Companies should also operate on a least-privilege access system. This method of restricting sensitive data only gives employees access to the applications and files that they absolutely need to do their job.
10. Devices that are old or aren't updated
Some of the oldest mobile devices in use, such as phones from years ago, can no longer receive the latest operating system updates, and devices that don't have the latest security and patches can be more susceptible to attacks.
It's difficult, and not always financially feasible, for all employees to have new devices, but companies can reduce risk by limiting the applications and permissions on older devices. And any other devices should be regularly updated.
Using only encrypted transmissions of data and encrypted web pages can also help older mobile devices avoid basic security vulnerabilities such as session hijacking.

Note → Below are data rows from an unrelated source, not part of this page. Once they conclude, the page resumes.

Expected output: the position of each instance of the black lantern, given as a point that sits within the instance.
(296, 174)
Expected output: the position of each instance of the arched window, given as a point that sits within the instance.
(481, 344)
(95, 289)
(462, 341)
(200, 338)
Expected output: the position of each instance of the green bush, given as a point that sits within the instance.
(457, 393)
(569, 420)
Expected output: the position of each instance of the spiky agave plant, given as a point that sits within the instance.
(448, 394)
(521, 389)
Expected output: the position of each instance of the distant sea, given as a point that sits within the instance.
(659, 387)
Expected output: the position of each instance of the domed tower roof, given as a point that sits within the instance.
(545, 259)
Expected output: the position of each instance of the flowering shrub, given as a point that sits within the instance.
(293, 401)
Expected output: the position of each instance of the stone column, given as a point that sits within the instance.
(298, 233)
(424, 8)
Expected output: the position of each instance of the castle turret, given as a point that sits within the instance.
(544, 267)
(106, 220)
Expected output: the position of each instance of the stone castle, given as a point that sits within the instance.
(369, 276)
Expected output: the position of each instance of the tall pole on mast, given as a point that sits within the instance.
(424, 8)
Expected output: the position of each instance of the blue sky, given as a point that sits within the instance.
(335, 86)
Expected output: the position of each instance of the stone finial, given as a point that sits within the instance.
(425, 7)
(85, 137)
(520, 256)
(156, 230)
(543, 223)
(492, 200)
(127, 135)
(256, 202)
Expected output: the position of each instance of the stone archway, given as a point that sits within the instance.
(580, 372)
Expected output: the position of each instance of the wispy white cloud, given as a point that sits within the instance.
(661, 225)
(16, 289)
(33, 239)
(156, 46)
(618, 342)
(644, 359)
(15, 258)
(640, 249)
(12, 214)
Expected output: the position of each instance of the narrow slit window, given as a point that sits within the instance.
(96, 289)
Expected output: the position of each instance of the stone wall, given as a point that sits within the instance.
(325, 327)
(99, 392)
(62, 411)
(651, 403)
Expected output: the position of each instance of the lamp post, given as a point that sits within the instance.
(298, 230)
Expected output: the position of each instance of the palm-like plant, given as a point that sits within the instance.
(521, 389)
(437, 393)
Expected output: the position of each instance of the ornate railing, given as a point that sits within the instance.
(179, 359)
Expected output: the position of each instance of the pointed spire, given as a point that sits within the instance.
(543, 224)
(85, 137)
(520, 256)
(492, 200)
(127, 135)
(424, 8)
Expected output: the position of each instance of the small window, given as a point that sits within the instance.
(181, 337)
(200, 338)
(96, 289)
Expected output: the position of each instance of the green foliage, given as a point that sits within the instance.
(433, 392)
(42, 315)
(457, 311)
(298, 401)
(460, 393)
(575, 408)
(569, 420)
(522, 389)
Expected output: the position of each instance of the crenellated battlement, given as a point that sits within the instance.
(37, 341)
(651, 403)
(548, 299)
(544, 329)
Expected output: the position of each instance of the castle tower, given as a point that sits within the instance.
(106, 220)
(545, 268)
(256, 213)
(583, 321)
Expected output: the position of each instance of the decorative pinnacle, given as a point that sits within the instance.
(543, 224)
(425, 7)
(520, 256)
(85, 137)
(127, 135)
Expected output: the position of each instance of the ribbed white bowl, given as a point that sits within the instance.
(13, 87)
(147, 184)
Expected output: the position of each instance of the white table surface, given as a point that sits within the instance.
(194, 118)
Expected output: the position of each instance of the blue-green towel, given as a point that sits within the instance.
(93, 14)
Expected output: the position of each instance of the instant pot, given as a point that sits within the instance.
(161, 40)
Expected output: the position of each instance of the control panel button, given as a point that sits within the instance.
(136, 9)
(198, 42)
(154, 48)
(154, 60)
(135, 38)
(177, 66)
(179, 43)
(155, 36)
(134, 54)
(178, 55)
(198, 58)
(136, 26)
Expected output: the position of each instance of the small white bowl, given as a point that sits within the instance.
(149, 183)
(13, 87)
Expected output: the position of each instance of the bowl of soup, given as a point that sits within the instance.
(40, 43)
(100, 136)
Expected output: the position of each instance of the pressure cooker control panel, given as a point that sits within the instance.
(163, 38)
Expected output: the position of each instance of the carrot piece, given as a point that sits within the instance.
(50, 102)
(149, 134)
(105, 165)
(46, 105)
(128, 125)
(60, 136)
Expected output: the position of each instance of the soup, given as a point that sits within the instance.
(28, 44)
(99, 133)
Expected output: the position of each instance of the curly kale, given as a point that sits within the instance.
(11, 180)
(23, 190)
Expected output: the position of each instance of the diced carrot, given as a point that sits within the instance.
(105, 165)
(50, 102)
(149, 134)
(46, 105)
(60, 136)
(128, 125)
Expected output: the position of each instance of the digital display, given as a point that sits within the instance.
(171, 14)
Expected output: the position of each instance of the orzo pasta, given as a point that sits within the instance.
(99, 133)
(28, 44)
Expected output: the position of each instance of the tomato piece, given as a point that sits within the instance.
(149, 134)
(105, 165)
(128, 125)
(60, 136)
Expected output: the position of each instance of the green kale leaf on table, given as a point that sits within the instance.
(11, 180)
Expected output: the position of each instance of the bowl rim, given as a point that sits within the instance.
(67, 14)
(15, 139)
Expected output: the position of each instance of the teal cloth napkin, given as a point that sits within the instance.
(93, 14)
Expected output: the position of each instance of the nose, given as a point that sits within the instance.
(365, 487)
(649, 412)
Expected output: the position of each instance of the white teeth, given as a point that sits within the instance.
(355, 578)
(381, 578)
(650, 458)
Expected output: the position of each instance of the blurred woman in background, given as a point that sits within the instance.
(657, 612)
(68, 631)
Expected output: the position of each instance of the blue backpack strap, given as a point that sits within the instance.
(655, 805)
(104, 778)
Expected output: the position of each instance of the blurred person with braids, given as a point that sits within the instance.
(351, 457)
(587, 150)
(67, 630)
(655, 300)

Staying ahead of mobile attacks is one of the biggest endpoint challenges for enterprises. Because mobile devices are so much more flexible and simple to use, they're also a target for hackers.
The COVID-19 pandemic created more opportunity for attackers to exploit the increased use of mobile devices, whether for ordering packages or food, performing contact tracing or working from home. Overloaded with other concerns, IT teams struggled to meet the demand for greater security.
In 2021, businesses can focus on managing employee device usage at work and BYOD policies that help enforce mobile workplace security. Employees will also benefit from training that informs them of typical phishing and other social engineering attacks, explaining how those happen and increasing their awareness through repetition.
For devices such as IoT hardware, enterprises should exercise extreme caution when installing them within the company's network and consider limiting which Wi-Fi networks and other corporate devices they can access.